March 18, 2022 8:09 am
Carlos Boozer at Infinite Energy Arena in Georgia in 2018
Carlos Boozer at Infinite Energy Arena in Georgia in 2018.
Kevin C. Cox/Getty Images

When Duke takes the floor in South Carolina on Friday afternoon for their first-round matchup against Cal State Fullerton in the NCAA men’s basketball tournament, former Dukie and current ACC analyst Carlos Boozer will be one of many Blue Devils fans watching to see if outgoing coach Mike Krzyzewski can take the first step towards winning a sixth national championship to cap off his legendary career.

However, unlike some Duke fans who will be tuning into the early March Madness action, 40-year-old Boozer won’t be recovering from a vasectomy.

Strange but true, nets aren’t the only things that get snipped more often this month, as up to 30% more men who want a vasectomy choose to get the procedure done in March so they can recover on the couch while watching the NCAA tournament. “Vasectomy appointments during the week leading up to the tournament are always booked up months in advance — and this year is no different,” said Dr. Joshua Gonzalez, a board-certified urologist based in Los Angeles.

Boozer, a two-time NBA All-Star who won an NCAA championship during his time at Duke, wasn’t aware of the connection before he partnered up with SAXX to promote their urologist-recommended underwear, but now he thinks the link seems logical enough.

“It makes sense to me,” he tells InsideHook. “If I’m going to get a vasectomy, why not do it during the tournament? I can sit down, watch basketball, be comfortable on the couch and just enjoy recovery. I mean,  I would consider it. I have three awesome sons who are in high school and a daughter who is about to turn three. I’m blessed I didn’t do it before having my daughter but now I’m totally done having kids. I’ll think about it.”

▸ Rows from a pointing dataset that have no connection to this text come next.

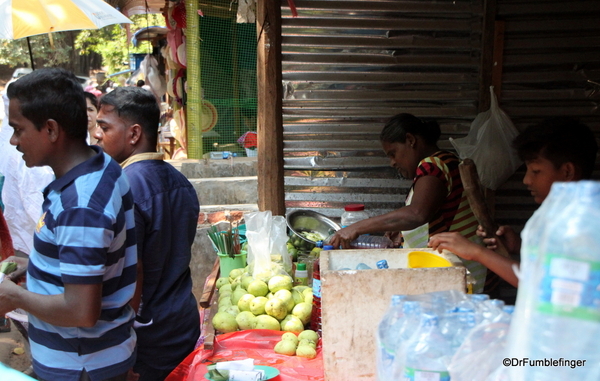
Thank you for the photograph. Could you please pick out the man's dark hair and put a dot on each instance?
(559, 140)
(52, 93)
(92, 97)
(136, 105)
(398, 126)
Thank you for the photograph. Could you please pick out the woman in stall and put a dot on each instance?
(436, 201)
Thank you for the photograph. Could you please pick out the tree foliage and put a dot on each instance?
(16, 53)
(111, 42)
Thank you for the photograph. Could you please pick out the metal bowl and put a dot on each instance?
(300, 221)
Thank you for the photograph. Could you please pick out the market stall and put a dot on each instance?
(242, 319)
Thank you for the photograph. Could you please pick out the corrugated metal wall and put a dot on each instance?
(551, 50)
(350, 65)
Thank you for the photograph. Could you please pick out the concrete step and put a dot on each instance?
(212, 214)
(226, 190)
(209, 168)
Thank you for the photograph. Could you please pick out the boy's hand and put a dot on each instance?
(22, 264)
(455, 243)
(509, 237)
(8, 290)
(396, 238)
(343, 237)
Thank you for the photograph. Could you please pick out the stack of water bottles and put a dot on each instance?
(557, 313)
(420, 335)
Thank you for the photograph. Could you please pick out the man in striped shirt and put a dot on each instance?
(81, 273)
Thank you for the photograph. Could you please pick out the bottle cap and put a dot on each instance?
(354, 207)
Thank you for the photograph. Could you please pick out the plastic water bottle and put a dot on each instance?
(366, 241)
(564, 318)
(412, 312)
(428, 354)
(387, 338)
(466, 322)
(532, 237)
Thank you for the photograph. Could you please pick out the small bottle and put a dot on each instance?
(366, 241)
(301, 275)
(315, 316)
(353, 213)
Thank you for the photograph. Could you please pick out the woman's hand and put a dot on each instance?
(344, 237)
(510, 239)
(22, 264)
(457, 244)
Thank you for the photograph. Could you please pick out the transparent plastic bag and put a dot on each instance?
(267, 249)
(489, 145)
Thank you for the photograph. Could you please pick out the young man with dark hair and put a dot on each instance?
(166, 215)
(81, 273)
(558, 149)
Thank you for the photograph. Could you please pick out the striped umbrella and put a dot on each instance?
(25, 18)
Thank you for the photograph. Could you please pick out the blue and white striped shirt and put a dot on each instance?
(86, 235)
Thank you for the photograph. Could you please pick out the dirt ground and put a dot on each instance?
(8, 342)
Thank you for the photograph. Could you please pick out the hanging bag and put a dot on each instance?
(489, 144)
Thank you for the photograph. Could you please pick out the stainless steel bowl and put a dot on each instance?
(300, 221)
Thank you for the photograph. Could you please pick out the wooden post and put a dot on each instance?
(470, 180)
(269, 118)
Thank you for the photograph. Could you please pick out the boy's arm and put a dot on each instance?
(468, 250)
(78, 306)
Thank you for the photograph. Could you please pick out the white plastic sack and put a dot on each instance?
(157, 82)
(489, 145)
(267, 245)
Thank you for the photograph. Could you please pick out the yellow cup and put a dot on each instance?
(421, 259)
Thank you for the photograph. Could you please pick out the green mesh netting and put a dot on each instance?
(228, 76)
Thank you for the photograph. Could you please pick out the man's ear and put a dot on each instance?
(52, 129)
(570, 171)
(135, 133)
(411, 140)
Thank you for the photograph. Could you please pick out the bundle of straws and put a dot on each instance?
(225, 242)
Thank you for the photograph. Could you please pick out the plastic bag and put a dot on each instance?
(489, 145)
(267, 245)
(149, 69)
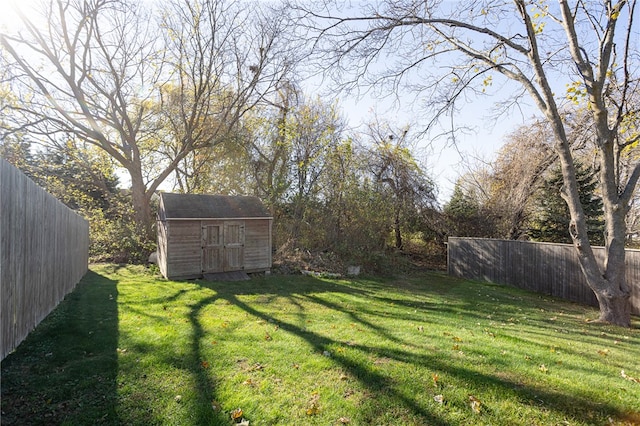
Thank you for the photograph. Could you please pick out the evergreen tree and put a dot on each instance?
(551, 217)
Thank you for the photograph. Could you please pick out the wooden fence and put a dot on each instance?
(546, 268)
(44, 253)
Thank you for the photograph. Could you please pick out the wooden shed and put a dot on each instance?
(202, 234)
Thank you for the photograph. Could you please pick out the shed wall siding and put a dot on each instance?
(184, 249)
(257, 250)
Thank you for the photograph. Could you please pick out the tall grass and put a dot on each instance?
(130, 348)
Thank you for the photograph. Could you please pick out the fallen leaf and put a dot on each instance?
(625, 376)
(475, 404)
(314, 404)
(236, 414)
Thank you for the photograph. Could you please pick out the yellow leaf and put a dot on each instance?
(475, 404)
(236, 414)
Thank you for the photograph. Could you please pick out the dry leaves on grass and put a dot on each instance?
(313, 406)
(626, 376)
(475, 403)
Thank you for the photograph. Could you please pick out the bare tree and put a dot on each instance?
(394, 168)
(148, 86)
(449, 51)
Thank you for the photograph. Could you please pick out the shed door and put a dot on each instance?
(233, 246)
(212, 248)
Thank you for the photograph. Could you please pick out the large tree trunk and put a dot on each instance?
(141, 204)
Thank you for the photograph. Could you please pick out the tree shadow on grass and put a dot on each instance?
(578, 408)
(66, 369)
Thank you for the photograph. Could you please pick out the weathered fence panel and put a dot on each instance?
(546, 268)
(44, 252)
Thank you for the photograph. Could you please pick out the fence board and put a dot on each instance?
(551, 269)
(44, 252)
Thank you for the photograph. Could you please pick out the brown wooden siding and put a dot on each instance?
(181, 247)
(43, 254)
(546, 268)
(184, 249)
(257, 251)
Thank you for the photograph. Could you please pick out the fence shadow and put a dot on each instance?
(65, 371)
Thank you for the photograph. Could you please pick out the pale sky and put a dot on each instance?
(444, 163)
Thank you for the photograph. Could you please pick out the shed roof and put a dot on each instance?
(193, 206)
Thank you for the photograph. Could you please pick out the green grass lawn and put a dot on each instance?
(127, 347)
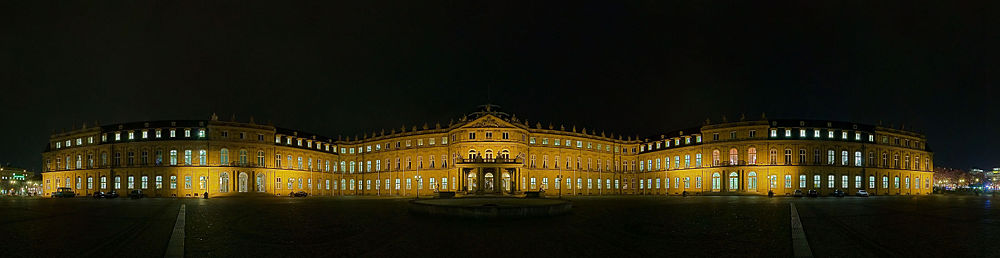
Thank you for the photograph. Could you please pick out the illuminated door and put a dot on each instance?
(243, 182)
(488, 182)
(506, 181)
(260, 183)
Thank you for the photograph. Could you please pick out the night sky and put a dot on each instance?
(641, 67)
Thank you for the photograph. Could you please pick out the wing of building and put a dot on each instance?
(488, 152)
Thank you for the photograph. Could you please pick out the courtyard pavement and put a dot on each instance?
(953, 226)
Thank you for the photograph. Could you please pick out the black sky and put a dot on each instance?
(639, 67)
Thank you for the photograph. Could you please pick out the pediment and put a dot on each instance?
(488, 121)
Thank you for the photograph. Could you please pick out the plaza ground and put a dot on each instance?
(597, 226)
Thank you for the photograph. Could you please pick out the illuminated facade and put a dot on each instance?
(488, 152)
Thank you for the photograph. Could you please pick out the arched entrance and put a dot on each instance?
(224, 182)
(243, 178)
(506, 181)
(488, 182)
(260, 182)
(471, 184)
(734, 182)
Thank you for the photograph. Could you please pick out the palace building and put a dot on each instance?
(488, 152)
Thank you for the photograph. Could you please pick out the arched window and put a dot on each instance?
(243, 157)
(224, 156)
(715, 181)
(734, 181)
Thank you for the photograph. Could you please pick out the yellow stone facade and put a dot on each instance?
(487, 150)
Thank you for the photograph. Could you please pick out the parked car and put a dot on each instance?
(837, 193)
(862, 193)
(63, 192)
(135, 194)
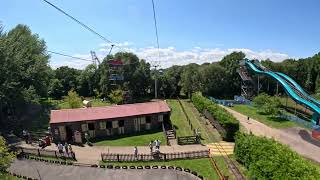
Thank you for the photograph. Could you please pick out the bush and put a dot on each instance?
(225, 119)
(267, 159)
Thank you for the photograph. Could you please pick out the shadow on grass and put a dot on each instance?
(277, 119)
(116, 137)
(305, 135)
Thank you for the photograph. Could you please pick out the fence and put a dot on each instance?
(154, 156)
(185, 140)
(296, 119)
(215, 123)
(237, 100)
(185, 113)
(41, 152)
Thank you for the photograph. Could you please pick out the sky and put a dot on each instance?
(195, 31)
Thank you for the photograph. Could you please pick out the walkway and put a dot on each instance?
(92, 154)
(221, 148)
(298, 139)
(47, 171)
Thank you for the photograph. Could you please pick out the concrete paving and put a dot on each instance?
(47, 171)
(297, 138)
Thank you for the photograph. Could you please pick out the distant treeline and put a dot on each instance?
(26, 77)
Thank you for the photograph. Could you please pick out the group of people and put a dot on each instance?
(66, 148)
(156, 144)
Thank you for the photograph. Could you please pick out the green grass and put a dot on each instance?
(223, 167)
(199, 123)
(267, 120)
(6, 176)
(178, 119)
(141, 139)
(201, 166)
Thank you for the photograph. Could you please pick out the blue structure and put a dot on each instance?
(292, 88)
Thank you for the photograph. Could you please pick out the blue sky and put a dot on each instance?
(189, 31)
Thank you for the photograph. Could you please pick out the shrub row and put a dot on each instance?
(267, 159)
(224, 118)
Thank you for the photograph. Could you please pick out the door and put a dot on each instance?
(63, 134)
(136, 124)
(91, 130)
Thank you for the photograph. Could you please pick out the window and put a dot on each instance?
(142, 120)
(102, 125)
(56, 131)
(91, 126)
(115, 124)
(109, 124)
(148, 120)
(160, 118)
(84, 127)
(121, 123)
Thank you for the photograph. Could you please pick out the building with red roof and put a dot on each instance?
(71, 125)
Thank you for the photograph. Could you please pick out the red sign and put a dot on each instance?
(316, 134)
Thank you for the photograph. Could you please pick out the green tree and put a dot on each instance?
(317, 83)
(68, 77)
(73, 99)
(56, 89)
(231, 64)
(6, 156)
(24, 72)
(88, 81)
(267, 105)
(190, 79)
(116, 96)
(214, 80)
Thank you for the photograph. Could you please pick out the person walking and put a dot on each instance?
(66, 148)
(151, 146)
(135, 151)
(25, 136)
(157, 142)
(86, 136)
(60, 149)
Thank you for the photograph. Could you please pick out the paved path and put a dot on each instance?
(221, 148)
(47, 171)
(298, 139)
(92, 154)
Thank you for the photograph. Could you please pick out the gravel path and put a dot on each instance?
(298, 139)
(47, 171)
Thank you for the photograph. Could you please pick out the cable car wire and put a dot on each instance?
(82, 24)
(62, 54)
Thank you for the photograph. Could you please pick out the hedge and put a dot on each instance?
(224, 118)
(267, 159)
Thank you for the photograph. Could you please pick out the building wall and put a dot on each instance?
(128, 128)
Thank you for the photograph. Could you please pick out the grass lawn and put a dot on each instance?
(223, 167)
(5, 176)
(201, 166)
(141, 139)
(267, 120)
(178, 119)
(208, 136)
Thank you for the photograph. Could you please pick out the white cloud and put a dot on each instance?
(171, 56)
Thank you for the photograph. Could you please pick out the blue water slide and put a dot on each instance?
(290, 91)
(298, 87)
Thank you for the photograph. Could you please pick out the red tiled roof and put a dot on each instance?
(107, 112)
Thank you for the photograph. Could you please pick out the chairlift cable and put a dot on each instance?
(62, 54)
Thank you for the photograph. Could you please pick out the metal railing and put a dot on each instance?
(153, 156)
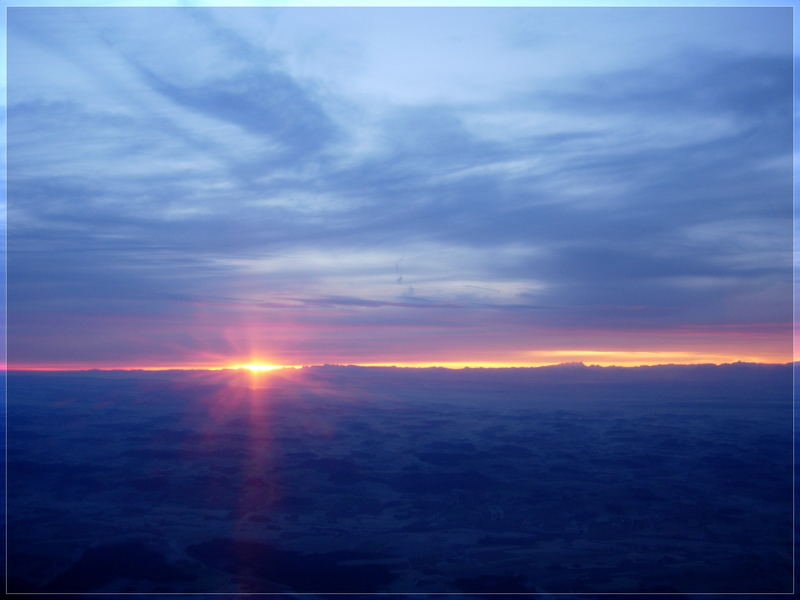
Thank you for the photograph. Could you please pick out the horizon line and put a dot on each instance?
(425, 365)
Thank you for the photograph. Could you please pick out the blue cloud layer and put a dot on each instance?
(165, 156)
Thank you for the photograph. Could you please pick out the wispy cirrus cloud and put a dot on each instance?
(507, 180)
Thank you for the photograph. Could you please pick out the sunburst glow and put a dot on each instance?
(263, 367)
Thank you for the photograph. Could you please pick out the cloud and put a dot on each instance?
(648, 193)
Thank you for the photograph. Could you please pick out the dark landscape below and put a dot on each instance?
(567, 479)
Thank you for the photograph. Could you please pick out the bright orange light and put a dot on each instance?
(262, 367)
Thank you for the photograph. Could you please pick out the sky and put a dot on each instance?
(455, 186)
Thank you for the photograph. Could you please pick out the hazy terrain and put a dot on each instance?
(347, 479)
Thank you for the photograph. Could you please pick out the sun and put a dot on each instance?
(260, 367)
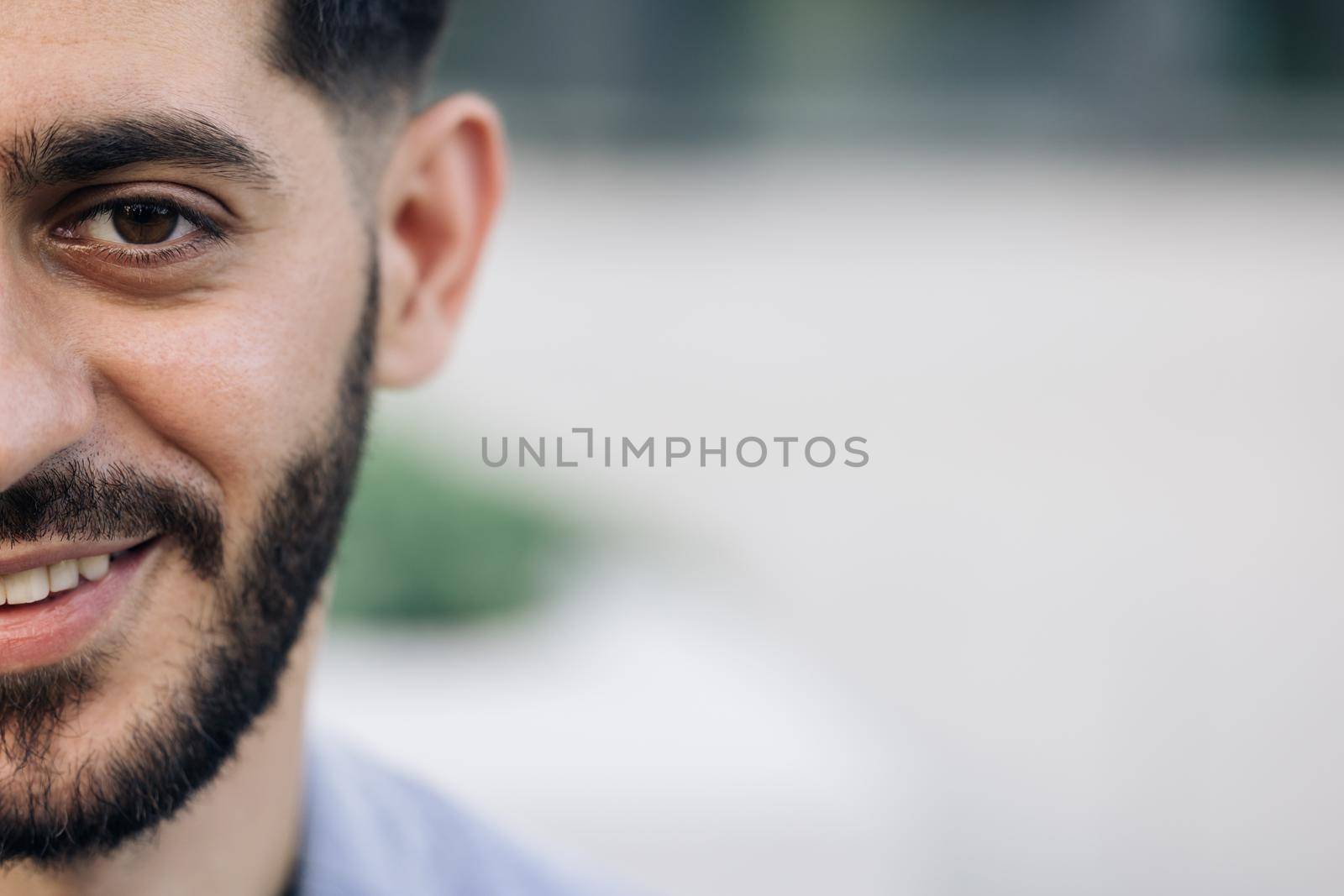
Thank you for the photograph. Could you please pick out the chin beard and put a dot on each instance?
(53, 813)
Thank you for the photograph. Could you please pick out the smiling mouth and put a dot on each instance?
(49, 582)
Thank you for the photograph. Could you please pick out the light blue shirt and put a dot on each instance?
(370, 831)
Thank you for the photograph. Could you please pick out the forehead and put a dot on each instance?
(93, 60)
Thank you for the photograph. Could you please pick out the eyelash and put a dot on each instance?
(207, 233)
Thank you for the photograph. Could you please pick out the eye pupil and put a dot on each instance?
(144, 223)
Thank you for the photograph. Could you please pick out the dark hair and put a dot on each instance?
(356, 53)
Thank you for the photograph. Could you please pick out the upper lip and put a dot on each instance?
(40, 555)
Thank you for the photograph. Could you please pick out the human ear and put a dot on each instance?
(437, 204)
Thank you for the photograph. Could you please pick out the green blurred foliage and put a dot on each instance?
(421, 544)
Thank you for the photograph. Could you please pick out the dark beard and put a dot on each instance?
(181, 746)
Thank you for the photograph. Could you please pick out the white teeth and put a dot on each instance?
(38, 584)
(94, 569)
(64, 575)
(27, 586)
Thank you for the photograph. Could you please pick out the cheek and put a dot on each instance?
(237, 382)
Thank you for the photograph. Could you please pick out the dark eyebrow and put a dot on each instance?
(78, 150)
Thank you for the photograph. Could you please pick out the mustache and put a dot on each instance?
(76, 500)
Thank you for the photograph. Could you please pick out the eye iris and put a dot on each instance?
(140, 223)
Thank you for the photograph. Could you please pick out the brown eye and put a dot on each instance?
(143, 223)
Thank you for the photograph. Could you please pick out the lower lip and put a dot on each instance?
(35, 634)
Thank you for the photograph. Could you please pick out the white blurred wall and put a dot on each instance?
(1088, 590)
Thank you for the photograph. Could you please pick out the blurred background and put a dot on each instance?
(1070, 268)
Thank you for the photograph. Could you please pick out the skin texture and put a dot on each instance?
(214, 369)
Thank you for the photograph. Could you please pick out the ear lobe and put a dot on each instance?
(440, 196)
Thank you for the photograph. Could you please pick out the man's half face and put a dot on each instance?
(186, 322)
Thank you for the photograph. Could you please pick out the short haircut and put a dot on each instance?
(358, 54)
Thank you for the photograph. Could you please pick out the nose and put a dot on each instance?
(46, 401)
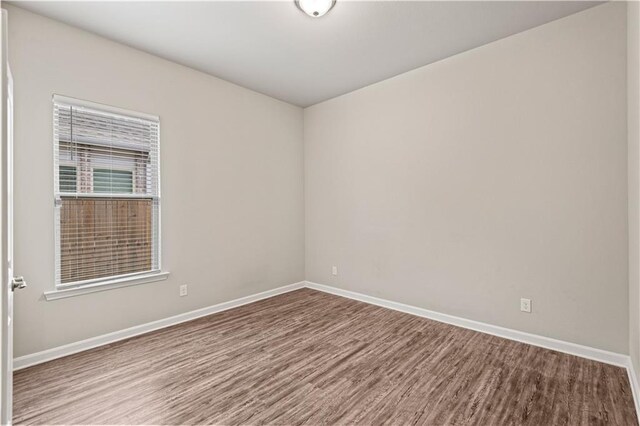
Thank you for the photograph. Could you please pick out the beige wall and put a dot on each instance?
(232, 182)
(495, 174)
(633, 99)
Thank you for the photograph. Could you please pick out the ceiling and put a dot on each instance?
(273, 48)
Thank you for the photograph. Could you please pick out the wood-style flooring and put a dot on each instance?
(314, 358)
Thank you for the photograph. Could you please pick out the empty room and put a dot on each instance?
(321, 212)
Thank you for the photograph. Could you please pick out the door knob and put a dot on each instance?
(18, 283)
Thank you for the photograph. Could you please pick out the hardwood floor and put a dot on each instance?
(311, 357)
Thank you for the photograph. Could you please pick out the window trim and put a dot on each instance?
(78, 288)
(102, 285)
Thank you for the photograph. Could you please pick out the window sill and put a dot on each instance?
(105, 285)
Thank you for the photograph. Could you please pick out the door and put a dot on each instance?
(8, 282)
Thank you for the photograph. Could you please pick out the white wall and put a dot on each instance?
(495, 174)
(232, 182)
(633, 123)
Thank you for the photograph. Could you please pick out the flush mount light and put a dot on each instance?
(315, 8)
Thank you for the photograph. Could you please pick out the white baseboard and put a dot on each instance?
(83, 345)
(595, 354)
(507, 333)
(635, 389)
(600, 355)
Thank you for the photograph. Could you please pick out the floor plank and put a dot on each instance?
(314, 358)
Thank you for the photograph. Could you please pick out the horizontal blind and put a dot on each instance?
(107, 193)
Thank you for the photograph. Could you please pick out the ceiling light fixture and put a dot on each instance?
(315, 8)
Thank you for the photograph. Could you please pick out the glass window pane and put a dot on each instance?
(68, 179)
(112, 181)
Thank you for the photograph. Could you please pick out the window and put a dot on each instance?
(107, 193)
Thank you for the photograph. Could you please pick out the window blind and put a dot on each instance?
(107, 193)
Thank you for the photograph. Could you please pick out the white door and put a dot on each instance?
(9, 283)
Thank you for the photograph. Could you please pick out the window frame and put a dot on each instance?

In addition to thinking about his future, Boozer is spending some time pondering what may lie ahead for Coach K. “It’s so odd. Even though I know it’s his last season, I still can’t imagine college basketball without Coach K. But I mean, he’s been coaching at Duke longer than I’ve been alive and I’m 40 years old,” Boozer says. “Roy Williams just retired and now we’re going to lose Coach K. When Jim Boeheim, Tom Izzo, Leonard Hamilton and the rest of these guys will walk away, it’ll be a new generation for college basketball. It’s very surreal. I’m so used to seeing Coach on the sideline.”

Carlos Boozer poses with his former Duke coach Mike Krzyzewski for USA Basketball in 2008
Carlos Boozer poses with his former Duke coach Mike Krzyzewski for USA Basketball in 2008.
Jennifer Pottheiser/Getty

In Boozer’s opinion, Krzyzewski could be there a bit longer than some basketball pundits have predicted as he expects Duke, a No. 2 seed, to stay in the Big Dance for a while, possibly until the music stops.

“I think that being the No. 2 is good for them because their first two games are going to be in South Carolina, which will basically be home games for them. It’s right down the street from Duke,” Boozer says. “That’s good because this group is under pressure no other Duke team has faced. It’s Coach K’s last season, so every game for them has been magnified. Being Duke, they’re already getting the other team’s A-game. Personally, I feel like it’s good for them. Coach K has 42 years of experience, but it’s this group’s first experience together in the tournament. The pressure on these guys is huge. But I think what they’ve been through this season is preparing them for these last six games and this last stretch of basketball. I think they’re prepared. If they can lock up their defense, they may actually make a really deep run and send Coach K off with the championship.”

To Boozer, who actually placed a $50,000 bet on the Blue Devils and will win $600,000 if Duke gets it done, sending Krzyzewski off with a storybook ending would be a fitting way to cap his career. “I had a phenomenal mom and dad and Coach K is the only other person that felt like that sort of parental figure to me,” he says. “He’s a family man who has touched so many people’s lives, not just basketball players. He’s just a great guy. It’ll be weird when he’s gone, but his legacy will live on for a very long time.”